If you want to understand the future of the European Union, look no further than former French prime minister Manuel Valls. After a long political career in France, the center-left politician wants to become the next mayor of Barcelona. In Spain.
On Tuesday (Sept. 26), Valls announced his candidacy in front of a large crowd in the Catalan capital. Speaking Spanish, Catalan, and even some French, he told his audience: “Since my birth … my relationship with Barcelona has been intimate, constant.” Valls was born in Barcelona, grew up in France, and is a French citizen. He will aim to seize power from the current leftist mayor, Ada Colau, in local elections in May 2019.
This marks the first time that a former head of government in the EU has run for office in a different country, and Valls’ candidacy challenges the view of European politics as first and foremost a national question. Many observers are celebrating his move as the ultimate symbol of pan-European unity.
Valls served as France’s prime minister from 2014-16 and is currently a member of its parliament. He no longer holds Spanish citizenship, but has the right to run in Spanish municipal elections as a European citizen. All EU citizens can run in the municipal elections of a member state, even if it’s not their country of origin. However, French law prohibits him from serving as a mayor and an MP at the same time, and so he announced in his speech that he was resigning from his post.
After an unsuccessful bid for the French presidency in 2017, Valls was reelected as an MP for the first constituency of Essonne, a northern department that belongs to the Parisian agglomeration. But rumors had begun circulating that he was focusing his political ambitions on Spain. He was heavily involved on the pro-unity side of the independence referendum in Catalonia earlier this year, and expressed interest in getting more involved in Spanish politics.

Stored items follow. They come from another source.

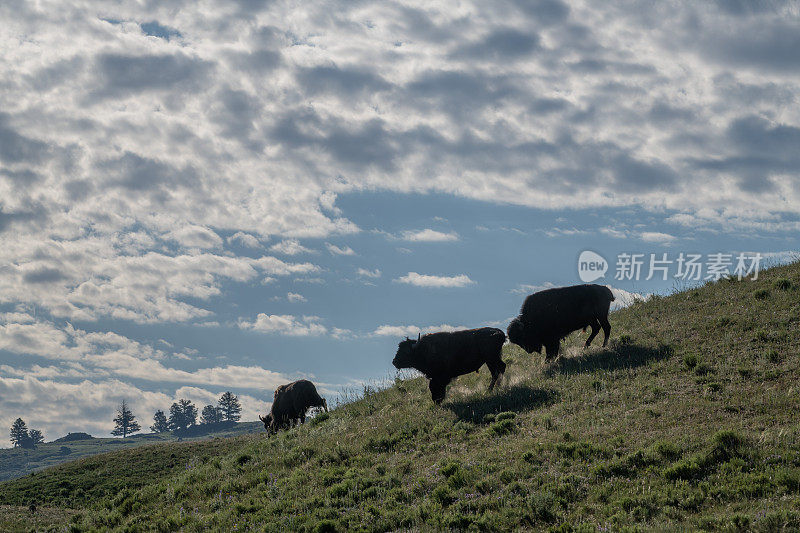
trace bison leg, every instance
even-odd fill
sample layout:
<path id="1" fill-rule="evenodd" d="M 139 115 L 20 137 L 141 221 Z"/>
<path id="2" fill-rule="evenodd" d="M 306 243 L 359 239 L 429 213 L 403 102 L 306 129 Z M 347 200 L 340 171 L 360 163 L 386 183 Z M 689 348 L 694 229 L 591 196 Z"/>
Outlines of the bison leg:
<path id="1" fill-rule="evenodd" d="M 439 379 L 432 379 L 431 382 L 428 383 L 428 388 L 431 390 L 431 398 L 433 398 L 434 403 L 440 404 L 442 400 L 444 400 L 447 383 L 447 381 Z"/>
<path id="2" fill-rule="evenodd" d="M 608 336 L 611 335 L 611 324 L 607 316 L 600 318 L 600 325 L 603 326 L 603 347 L 605 347 L 608 344 Z"/>
<path id="3" fill-rule="evenodd" d="M 506 371 L 506 364 L 502 359 L 498 358 L 497 361 L 487 361 L 486 366 L 489 367 L 489 372 L 492 373 L 492 381 L 489 382 L 489 392 L 491 392 L 498 382 L 503 381 L 503 372 Z"/>
<path id="4" fill-rule="evenodd" d="M 600 333 L 600 322 L 595 320 L 589 325 L 592 326 L 592 333 L 589 335 L 589 338 L 586 339 L 586 344 L 583 345 L 584 348 L 588 348 L 589 345 L 592 344 L 594 338 L 597 337 L 597 334 Z M 586 328 L 584 328 L 584 331 L 586 331 Z"/>
<path id="5" fill-rule="evenodd" d="M 547 350 L 547 355 L 545 356 L 544 361 L 546 363 L 549 363 L 550 361 L 552 361 L 556 357 L 558 357 L 558 350 L 559 350 L 559 345 L 560 344 L 561 344 L 561 340 L 560 339 L 556 339 L 555 341 L 545 345 L 545 349 Z"/>

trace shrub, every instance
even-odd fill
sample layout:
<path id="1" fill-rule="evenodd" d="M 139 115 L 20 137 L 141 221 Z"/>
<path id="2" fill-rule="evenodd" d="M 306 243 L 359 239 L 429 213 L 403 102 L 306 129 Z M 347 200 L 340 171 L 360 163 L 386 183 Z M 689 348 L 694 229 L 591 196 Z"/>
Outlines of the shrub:
<path id="1" fill-rule="evenodd" d="M 522 454 L 522 460 L 526 463 L 541 463 L 541 459 L 537 457 L 537 455 L 531 451 L 525 452 Z"/>
<path id="2" fill-rule="evenodd" d="M 504 411 L 504 412 L 500 413 L 499 415 L 497 415 L 495 420 L 500 422 L 502 420 L 513 420 L 516 417 L 517 417 L 517 413 L 515 413 L 514 411 Z"/>
<path id="3" fill-rule="evenodd" d="M 683 364 L 686 365 L 686 368 L 689 370 L 693 369 L 697 366 L 697 356 L 693 353 L 689 353 L 683 356 Z"/>
<path id="4" fill-rule="evenodd" d="M 552 492 L 537 492 L 526 500 L 526 510 L 532 523 L 555 522 L 557 515 L 553 510 L 556 498 Z"/>
<path id="5" fill-rule="evenodd" d="M 664 469 L 664 477 L 672 481 L 676 479 L 698 479 L 703 474 L 702 463 L 703 459 L 697 455 L 678 461 Z"/>
<path id="6" fill-rule="evenodd" d="M 718 431 L 712 438 L 714 443 L 714 453 L 721 454 L 724 459 L 738 456 L 746 446 L 744 437 L 733 430 L 727 429 Z"/>
<path id="7" fill-rule="evenodd" d="M 648 451 L 651 455 L 658 454 L 664 459 L 677 459 L 681 455 L 681 449 L 677 445 L 665 440 L 656 442 Z"/>
<path id="8" fill-rule="evenodd" d="M 783 361 L 783 357 L 781 356 L 781 354 L 778 352 L 778 350 L 774 348 L 770 348 L 769 350 L 767 350 L 766 356 L 767 356 L 767 361 L 769 361 L 773 365 L 778 365 L 781 363 L 781 361 Z"/>
<path id="9" fill-rule="evenodd" d="M 775 280 L 775 288 L 781 291 L 788 291 L 792 288 L 792 282 L 786 278 L 777 279 Z"/>
<path id="10" fill-rule="evenodd" d="M 756 300 L 766 300 L 769 298 L 769 290 L 768 289 L 758 289 L 756 292 L 753 293 L 753 297 Z"/>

Reactions to his candidacy have been mixed. Pro-European politicians in France, Spain, and elsewhere have hailed his move as a symbol of the pan-national promise of the European Union. But Valls has so far failed to convince the the two main anti-independence parties to rally behind his candidacy. And former Catalan president Carles Puigdemont criticized him in an interview with AFP Brussels (link in French), saying “This is a candidate who does not know Barcelona, and who is not known in Barcelona.”
Valls is a polarizing figure even in France. His constituents in Essonne have had some harsh words to say, including calling him a “turncoat” and an “opportunist,” and saying they regretted voting for him:
Farida Amrani, the far-left candidate who ran against Valls for MP last year, said (link in French): “Tonight, when I listen to him say ‘I love Barcelona,’ I turn to the inhabitants of [Essonne] and I am really sad and disappointed for them. … He betrayed his country and now he is simply betraying his homeland.”